There are many differences in this approach to the normal strategy work we often see around us. First, it is a bottom-up approach for strategy which is not often heard of. The reason for the top-down approach could be that the leadership of a business generally have an idea of what they want to do (gut feeling) and the expectation from the strategy team is to confirm the gut feeling and gain a third party endorsement. By the way, did I mention the budget is only $3 million? Good luck with talking to all levels of the organization.
Second, the engagement with all levels of the organization gives a sense of ownership to everyone and change management becomes an easy business. Third, it is focused on the internal “attributes” of the business (after accounting for external factors) which can be controlled and directed towards a particular outcome.
Finally, in this approach, the strategy is based on what the business is made of today and imagining where the best of that collective ability can take.
Wouldn’t you love to be part of such a transformation?

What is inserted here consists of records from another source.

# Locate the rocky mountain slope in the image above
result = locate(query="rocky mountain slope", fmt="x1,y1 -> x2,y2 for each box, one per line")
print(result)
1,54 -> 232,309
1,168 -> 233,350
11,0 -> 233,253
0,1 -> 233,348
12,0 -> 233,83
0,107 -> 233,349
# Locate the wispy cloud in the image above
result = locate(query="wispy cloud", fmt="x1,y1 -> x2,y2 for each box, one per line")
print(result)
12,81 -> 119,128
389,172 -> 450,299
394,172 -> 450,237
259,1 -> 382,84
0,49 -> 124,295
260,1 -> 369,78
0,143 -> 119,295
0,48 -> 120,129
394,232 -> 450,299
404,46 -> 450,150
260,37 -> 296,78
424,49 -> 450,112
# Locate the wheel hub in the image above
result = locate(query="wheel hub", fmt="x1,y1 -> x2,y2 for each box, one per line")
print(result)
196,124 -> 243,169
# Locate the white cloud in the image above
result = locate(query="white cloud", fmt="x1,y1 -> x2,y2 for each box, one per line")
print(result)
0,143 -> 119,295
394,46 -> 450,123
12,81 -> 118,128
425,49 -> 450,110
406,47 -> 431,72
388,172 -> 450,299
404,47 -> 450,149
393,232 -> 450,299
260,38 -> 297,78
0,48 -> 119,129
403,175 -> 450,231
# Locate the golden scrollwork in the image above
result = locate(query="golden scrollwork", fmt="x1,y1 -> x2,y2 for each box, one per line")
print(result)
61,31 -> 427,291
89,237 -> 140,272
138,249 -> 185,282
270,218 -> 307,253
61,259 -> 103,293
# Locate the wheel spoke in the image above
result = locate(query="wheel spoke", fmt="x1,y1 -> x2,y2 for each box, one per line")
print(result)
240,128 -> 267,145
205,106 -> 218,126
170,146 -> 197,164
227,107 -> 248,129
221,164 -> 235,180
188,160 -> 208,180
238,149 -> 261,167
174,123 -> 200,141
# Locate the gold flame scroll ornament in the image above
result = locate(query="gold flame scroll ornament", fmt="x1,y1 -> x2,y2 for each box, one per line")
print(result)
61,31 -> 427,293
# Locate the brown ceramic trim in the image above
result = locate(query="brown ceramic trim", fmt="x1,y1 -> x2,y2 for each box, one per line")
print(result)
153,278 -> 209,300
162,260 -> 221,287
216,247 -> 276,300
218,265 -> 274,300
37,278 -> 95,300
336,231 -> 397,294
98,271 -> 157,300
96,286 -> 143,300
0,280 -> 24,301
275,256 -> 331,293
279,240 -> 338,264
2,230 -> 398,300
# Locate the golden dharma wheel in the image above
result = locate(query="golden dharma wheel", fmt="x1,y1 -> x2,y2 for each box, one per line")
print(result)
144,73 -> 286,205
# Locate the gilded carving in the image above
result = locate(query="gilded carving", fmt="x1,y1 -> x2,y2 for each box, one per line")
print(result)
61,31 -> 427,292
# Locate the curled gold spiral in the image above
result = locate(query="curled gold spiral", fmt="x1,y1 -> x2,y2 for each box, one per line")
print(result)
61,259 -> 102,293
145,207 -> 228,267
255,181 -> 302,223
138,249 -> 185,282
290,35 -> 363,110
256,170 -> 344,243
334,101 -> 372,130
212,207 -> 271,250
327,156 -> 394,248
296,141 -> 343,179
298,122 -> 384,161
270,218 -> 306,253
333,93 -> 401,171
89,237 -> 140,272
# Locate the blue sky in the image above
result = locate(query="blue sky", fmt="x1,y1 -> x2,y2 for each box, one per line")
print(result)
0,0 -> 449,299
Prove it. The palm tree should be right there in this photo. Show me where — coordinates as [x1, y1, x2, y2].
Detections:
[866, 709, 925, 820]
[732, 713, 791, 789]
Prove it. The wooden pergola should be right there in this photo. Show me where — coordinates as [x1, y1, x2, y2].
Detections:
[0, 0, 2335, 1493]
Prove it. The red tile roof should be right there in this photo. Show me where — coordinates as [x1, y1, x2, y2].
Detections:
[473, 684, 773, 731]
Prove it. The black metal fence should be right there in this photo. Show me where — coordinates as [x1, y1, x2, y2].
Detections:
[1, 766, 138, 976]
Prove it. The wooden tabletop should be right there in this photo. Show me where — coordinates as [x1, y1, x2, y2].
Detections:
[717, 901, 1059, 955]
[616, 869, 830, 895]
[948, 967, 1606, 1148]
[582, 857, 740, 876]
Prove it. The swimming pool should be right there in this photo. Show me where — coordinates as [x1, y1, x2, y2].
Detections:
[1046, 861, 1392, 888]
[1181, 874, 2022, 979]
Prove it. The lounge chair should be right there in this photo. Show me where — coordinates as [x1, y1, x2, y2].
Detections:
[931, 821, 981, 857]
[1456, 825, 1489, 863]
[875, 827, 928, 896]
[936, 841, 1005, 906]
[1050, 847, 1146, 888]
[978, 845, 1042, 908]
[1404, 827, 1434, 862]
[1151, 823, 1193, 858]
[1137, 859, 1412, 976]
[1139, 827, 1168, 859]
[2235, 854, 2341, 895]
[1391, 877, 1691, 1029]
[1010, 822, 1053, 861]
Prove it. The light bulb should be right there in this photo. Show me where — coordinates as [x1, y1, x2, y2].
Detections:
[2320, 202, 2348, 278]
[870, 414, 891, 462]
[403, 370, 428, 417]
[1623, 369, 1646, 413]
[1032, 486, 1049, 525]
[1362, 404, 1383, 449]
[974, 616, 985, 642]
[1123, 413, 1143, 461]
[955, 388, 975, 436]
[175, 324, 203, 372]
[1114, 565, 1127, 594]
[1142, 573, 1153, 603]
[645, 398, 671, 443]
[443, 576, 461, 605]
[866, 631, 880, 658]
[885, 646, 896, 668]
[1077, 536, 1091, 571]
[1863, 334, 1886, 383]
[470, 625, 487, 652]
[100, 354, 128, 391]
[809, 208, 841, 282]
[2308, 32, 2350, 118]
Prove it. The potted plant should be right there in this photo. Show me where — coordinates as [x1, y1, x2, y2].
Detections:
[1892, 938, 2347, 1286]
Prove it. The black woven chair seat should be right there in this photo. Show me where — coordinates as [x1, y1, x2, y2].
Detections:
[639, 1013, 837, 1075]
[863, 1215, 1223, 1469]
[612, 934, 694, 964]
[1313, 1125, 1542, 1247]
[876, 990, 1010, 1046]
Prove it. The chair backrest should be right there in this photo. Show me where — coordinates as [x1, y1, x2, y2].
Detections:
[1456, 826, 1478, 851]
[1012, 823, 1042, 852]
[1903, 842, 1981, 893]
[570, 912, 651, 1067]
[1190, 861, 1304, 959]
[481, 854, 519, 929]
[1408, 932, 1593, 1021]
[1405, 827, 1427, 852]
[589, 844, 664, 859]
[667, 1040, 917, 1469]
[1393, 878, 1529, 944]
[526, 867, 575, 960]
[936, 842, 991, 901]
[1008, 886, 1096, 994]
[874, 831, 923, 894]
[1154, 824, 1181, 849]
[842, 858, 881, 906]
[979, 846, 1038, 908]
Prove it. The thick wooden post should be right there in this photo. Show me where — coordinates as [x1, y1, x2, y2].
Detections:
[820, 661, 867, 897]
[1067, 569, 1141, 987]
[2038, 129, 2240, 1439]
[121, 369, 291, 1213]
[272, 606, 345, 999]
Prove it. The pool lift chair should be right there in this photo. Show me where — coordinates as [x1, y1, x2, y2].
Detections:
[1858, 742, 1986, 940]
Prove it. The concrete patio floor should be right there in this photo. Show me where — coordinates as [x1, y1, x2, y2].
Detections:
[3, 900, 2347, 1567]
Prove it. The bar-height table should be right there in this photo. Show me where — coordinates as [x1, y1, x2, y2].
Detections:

This approach addresses one of the common reasons for a strategy to fail. Strategy — Capability alignment. How often have you seen wishful thinking of the leadership erode billions of dollars in shareholder value? Google bought Motorola for $12.5 Billions and Microsoft bought Nokia for $7.2 Billions only to write off a large part of that. Both Google and Microsoft are predominantly software companies with no proven ability to succeed in the consumer hardware business (except for Microsoft’s making X Box gaming consoles). Do you see the misalignment? Can you think of the attributes that would have helped them succeed?